Google’s cloud division has formed a group to build business around blockchain applications, following efforts to grow in retail, health care, and other industries.
Success could help Google further diversify away from advertising and become more prominent in the growing market for computing and storage services delivered from remote third-party data centers.
Blockchain advocates often talk about constructing decentralized applications that leave large intermediaries out of the equation. In particular, DeFi (short for “decentralized finance”) is a rapidly growing sector of the crypto market that aims to cut out middlemen, such as banks, from traditional financial transactions, like securing a loan.
With DeFi, banks and lawyers are replaced by a programmable piece of code called a smart contract. This contract is written on a public blockchain, like ethereum or solana, and it executes when certain conditions are met, negating the need for a central intermediary.

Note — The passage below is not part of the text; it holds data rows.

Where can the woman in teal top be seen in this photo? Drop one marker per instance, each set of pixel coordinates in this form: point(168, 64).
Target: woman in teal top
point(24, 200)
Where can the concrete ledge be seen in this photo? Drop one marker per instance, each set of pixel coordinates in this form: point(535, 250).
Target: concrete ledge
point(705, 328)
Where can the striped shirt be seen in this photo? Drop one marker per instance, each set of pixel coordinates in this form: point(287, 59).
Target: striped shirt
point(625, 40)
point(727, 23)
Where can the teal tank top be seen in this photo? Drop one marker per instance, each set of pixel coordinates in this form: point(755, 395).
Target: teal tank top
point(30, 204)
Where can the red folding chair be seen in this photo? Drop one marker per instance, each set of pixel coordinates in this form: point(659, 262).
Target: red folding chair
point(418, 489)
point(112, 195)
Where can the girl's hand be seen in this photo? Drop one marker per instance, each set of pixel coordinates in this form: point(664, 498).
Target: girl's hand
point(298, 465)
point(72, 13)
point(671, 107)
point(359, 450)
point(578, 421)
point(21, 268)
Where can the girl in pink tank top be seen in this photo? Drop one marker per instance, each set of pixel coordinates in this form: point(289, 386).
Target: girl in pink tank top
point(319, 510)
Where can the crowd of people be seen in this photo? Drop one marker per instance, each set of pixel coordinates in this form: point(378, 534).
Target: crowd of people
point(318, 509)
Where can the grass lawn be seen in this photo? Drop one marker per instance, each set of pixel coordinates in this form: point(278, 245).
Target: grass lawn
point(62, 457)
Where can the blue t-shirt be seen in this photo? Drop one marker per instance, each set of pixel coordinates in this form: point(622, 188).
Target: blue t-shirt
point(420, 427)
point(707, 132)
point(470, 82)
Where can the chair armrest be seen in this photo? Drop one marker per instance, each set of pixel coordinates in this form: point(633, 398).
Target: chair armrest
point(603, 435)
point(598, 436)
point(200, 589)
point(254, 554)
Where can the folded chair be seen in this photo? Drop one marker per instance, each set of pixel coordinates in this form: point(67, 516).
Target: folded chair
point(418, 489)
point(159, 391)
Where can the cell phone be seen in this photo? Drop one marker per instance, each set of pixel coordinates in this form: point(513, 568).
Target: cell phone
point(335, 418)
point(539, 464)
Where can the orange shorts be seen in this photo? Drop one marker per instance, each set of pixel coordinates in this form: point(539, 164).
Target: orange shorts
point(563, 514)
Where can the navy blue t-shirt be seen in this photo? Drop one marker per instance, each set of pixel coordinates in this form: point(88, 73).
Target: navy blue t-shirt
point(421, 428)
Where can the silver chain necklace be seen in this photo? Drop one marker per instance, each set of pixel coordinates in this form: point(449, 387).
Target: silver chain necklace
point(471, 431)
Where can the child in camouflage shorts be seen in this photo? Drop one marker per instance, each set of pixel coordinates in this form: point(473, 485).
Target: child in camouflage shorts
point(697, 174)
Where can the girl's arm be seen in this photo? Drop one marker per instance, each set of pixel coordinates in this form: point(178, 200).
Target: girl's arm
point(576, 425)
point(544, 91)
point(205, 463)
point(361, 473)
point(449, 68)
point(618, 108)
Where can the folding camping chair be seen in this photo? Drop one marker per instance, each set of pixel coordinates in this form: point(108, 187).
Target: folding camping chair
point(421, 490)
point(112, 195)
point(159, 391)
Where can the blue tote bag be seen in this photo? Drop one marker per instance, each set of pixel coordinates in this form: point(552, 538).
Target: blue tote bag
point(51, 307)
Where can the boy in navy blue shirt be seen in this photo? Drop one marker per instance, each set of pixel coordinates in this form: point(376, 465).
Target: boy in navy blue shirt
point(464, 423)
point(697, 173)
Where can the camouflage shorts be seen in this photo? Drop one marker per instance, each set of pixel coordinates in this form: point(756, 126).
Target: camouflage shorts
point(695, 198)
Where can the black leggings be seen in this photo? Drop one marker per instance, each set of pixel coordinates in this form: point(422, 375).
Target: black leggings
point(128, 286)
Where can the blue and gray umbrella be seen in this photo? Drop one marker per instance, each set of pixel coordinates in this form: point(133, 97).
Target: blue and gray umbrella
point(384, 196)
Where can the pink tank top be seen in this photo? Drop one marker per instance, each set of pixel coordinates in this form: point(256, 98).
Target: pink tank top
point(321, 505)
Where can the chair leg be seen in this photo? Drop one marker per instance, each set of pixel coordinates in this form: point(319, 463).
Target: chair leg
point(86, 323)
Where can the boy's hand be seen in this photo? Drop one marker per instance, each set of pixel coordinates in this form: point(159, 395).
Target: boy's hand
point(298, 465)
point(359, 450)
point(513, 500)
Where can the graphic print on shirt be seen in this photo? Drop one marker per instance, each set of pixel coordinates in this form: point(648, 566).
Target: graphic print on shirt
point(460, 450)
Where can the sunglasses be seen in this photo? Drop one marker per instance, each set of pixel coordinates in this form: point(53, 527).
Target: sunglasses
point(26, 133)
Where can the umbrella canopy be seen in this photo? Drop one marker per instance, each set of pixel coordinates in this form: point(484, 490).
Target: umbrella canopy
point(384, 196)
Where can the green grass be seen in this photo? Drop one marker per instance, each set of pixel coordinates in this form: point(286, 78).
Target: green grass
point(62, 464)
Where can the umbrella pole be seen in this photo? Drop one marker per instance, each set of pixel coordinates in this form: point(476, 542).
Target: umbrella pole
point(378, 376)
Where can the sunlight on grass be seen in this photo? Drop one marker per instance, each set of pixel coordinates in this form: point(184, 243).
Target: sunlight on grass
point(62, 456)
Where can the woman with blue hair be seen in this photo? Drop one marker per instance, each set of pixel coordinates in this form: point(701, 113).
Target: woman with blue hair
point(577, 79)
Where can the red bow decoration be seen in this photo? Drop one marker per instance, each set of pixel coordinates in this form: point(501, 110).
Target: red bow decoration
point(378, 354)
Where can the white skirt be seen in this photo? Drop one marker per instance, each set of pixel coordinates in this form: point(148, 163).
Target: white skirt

This idea of decentralized apps has become more popular among technologists who envision Web3, a decentralized version of the internet that breaks away from Web 2.0, which saw an explosion of user-generated content such as blogs and social networks. Some of those services eventually came to be owned by large internet players — including Google, which bought Blogger and YouTube (which is now one of its strongest businesses).
Today Amazon, Google and other cloud-computing providers represent a type of centralization, by operating vast facilities that offer computing services to millions of customers.
That’s not about to stop Google from trying to capitalize on an opportunity. The cloud group plans to hire a slew of people with blockchain expertise, said Richard Widmann, head of strategy for digital assets at in Google’s cloud unit.
“We think that if we do our jobs right, it will drive decentralization,” he said.
Google’s cloud marketplace already offers tools developers can tap to start building blockchain networks, and it has blockchain customers, including Dapper Labs, Hedera and Theta Labs, along with exchanges. Google also offers datasets that people can explore with the BigQuery service to view transaction history for Bitcoin and other currencies.
Now, Google is considering what types of services it can offer directly to developers in the blockchain space, Widmann said.
There are “things we can do to reduce the frictions some customers have with respect to paying for centralized cloud utilizing cryptocurrencies,” Widmann said. Foundations and other entities engaged in development in the world of digital assets are mainly capitalized with cryptocurrencies, he said.
Thomas Kurian, Google’s cloud CEO, has identified retail, healthcare, and three other industries as target areas. As customers in those sectors choose to adopt blockchain technologies, Google can help, Widmann said.
An explosion of crypto curiosity
Other cloud providers have become crypto-curious, too, although none other than Google has announced the establishment of a blockchain business group.
Amazon Web Services, which led the cloud infrastructure market in 2020 with 40.8% share, according to technology industry researcher Gartner, announced a managed blockchain service in 2018. The website for the AWS service identifies Accenture, AT&T, and Nestle as customers.
Microsoft, which Gartner said had 19.7% share in 2020, introduced a fully managed Azure Blockchain Service in 2019 but retired it in September, citing “lowered interest” in a blog post.
Smaller cloud providers are also aware of the opportunity.
“We have a lot of blockchain and crypto customers on the platform,” said Gabe Monroy, chief product officer at DigitalOcean, which focuses on small and mid-size businesses. “It was one of our biggest cohort growth segments over 2021. We’re definitely paying close attention to the space.”
Cryptocurrency companies are also starting to cater to software developers. Cryptocurrency exchange operator Coinbase has announced a slew of services under the banner Coinbase Cloud, and it describes the tools as being capable of running on multiple clouds.
“This is kind of like our AWS for crypto,” Coinbase CEO Brian Armstrong said at the JPMorgan Crypto Economy Forum in November. “We’re trying to externalize some of the services that we’ve had to build. A lot of hard engineering has gone into how do we store crypto and integrate all the blockchains and monitor transactions for AML purposes and do trading and staking and all that.”
Meanwhile, the founders of San Francisco start-up Alchemy told CNBC that they hope to be compared with AWS in the blockchain realm. Alchemy announced in October that it had raised venture capital at a $3.5 billion valuation.
Google has been making itself more comfortable in the blockchain universe lately.
Company veteran Shivakumar Venkataraman has taken charge of a new blockchain group, Bloomberg reported last week. That organization is separate from the cloud team oriented around digital assets, a spokesperson said.
“We’re going to look to the left and right of ourselves to extent there’s opportunities to work with them,” Widmann said of other Google initiatives.
In a recent letter, YouTube CEO Susan Wojcicki wrote that the video service has been inspired by Web3.
“The past year in the world of crypto, non-fungible tokens (NFTs), and even decentralized autonomous organizations (DAOs) has highlighted a previously unimaginable opportunity to grow the connection between creators and their fans,” she wrote.
About 82% of Google parent Alphabet’s revenue came from advertising in the third quarter. Alphabet reported a $644 million operating loss on $4.99 billion in cloud revenue, which was up almost 45%. Gartner estimated that Google held 6.1% market share in 2020.
–Mackenzie Sigalos contributed to this report.